I am working on a preparation of representative polymeric structures of some popular polymers, such as polyimide or PTFE for MD simulation, during which a single nitrogen or oxygen atom will be shot towards the surface.

I am preparing the polymeric cubes in the following way: 1) I pack a number of polymeric chains into a given volume to obtain a loose configuration (density of around 0.2 g/cm2), 2) I add a geometry restraint (an elastic wall) a few angstroms above the surface 3) I set the volume regime to decrease of -0.00001 in the a and b directions 4) I run a NVT simulation during which my system gets compressed to a more realistic densities, e.g. 1.4 g/cm3 for polyimide or 2.2 g/cm3 for PTFE.

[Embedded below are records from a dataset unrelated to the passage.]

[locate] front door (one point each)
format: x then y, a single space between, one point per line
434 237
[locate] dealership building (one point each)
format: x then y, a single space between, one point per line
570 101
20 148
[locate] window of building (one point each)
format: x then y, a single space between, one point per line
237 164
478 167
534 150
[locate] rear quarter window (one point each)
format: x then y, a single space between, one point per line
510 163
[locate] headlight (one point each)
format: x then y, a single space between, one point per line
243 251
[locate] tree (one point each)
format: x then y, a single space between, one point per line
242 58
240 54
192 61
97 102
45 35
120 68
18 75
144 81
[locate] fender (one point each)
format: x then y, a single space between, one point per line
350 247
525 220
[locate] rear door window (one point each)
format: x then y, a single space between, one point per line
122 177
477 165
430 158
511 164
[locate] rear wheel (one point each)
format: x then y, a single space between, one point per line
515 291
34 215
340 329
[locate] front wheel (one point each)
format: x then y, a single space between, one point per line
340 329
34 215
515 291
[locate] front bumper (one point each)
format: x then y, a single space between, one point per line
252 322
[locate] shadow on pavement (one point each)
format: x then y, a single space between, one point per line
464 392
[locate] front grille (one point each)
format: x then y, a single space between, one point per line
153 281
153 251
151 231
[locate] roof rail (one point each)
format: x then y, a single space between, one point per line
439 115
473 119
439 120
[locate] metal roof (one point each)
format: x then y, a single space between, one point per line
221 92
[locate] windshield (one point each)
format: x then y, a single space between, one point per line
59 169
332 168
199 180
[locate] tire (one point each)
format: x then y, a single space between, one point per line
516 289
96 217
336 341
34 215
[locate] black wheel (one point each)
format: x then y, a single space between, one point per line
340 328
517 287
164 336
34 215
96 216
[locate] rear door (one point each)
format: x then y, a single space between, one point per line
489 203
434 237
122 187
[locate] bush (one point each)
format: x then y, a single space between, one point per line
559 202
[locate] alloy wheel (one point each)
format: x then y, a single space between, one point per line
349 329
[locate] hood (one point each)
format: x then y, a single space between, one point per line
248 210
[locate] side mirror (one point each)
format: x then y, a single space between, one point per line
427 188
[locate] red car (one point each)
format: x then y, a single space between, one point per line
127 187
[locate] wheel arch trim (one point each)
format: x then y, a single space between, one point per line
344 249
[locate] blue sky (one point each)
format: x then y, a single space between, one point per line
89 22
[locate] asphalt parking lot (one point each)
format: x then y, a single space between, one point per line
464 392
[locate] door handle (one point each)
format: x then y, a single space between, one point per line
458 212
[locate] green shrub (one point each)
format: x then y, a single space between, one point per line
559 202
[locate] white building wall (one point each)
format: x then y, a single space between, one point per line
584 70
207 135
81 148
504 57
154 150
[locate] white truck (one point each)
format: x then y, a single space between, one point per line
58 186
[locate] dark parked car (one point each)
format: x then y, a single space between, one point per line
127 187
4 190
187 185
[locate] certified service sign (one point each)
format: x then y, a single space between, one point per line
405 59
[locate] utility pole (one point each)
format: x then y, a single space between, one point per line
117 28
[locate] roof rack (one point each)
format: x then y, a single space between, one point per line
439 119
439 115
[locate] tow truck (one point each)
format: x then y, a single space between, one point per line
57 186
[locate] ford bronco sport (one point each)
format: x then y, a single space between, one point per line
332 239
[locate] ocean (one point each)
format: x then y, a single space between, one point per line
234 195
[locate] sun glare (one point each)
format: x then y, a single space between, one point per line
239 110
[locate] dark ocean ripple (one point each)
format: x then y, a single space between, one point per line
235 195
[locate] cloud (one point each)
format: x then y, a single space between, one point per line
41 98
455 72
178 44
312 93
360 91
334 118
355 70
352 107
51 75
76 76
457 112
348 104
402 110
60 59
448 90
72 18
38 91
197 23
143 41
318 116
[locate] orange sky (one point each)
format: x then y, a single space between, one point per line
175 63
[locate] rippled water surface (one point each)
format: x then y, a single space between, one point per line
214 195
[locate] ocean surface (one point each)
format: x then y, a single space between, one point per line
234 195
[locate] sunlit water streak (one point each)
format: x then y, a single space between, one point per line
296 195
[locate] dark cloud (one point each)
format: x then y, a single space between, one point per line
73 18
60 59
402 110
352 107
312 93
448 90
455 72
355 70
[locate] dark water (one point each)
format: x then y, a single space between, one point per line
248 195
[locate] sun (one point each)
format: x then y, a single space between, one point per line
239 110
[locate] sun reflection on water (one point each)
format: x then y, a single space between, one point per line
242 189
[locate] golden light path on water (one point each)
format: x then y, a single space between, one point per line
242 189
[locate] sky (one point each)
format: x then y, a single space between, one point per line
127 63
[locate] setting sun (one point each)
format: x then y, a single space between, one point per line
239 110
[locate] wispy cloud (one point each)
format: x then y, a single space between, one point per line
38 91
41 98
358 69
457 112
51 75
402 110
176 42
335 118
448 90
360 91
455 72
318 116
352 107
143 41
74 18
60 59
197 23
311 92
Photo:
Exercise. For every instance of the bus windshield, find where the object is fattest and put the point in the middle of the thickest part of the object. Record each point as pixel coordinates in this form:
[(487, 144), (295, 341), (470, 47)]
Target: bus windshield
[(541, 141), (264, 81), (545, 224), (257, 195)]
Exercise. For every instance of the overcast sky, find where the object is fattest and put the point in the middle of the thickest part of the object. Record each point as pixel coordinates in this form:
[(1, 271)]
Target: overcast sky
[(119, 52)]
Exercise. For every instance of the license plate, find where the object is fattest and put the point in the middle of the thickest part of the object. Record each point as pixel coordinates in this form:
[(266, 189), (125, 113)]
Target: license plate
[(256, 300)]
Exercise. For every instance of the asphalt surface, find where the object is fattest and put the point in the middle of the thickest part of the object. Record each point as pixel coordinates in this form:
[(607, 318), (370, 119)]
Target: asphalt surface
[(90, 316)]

My problem is that I finish the simulation with a lot of residual stress, the pressures recorded at the end of the simulations can be around 2000MPa, this does not allow me to run another simulation on the compressed structure (the atoms shooting part), because the cube just explodes. Could you suggest a way of post-processing to remove this residual stress? or maybe another approach on how to produce a realistic densities for polymers (to pack a volume to 1.4 g/cm, many polymer chains need to be added, which results in a long computation, often ended with an error that a solution could not be found). I am using the SCM software for my simulations. Thanks!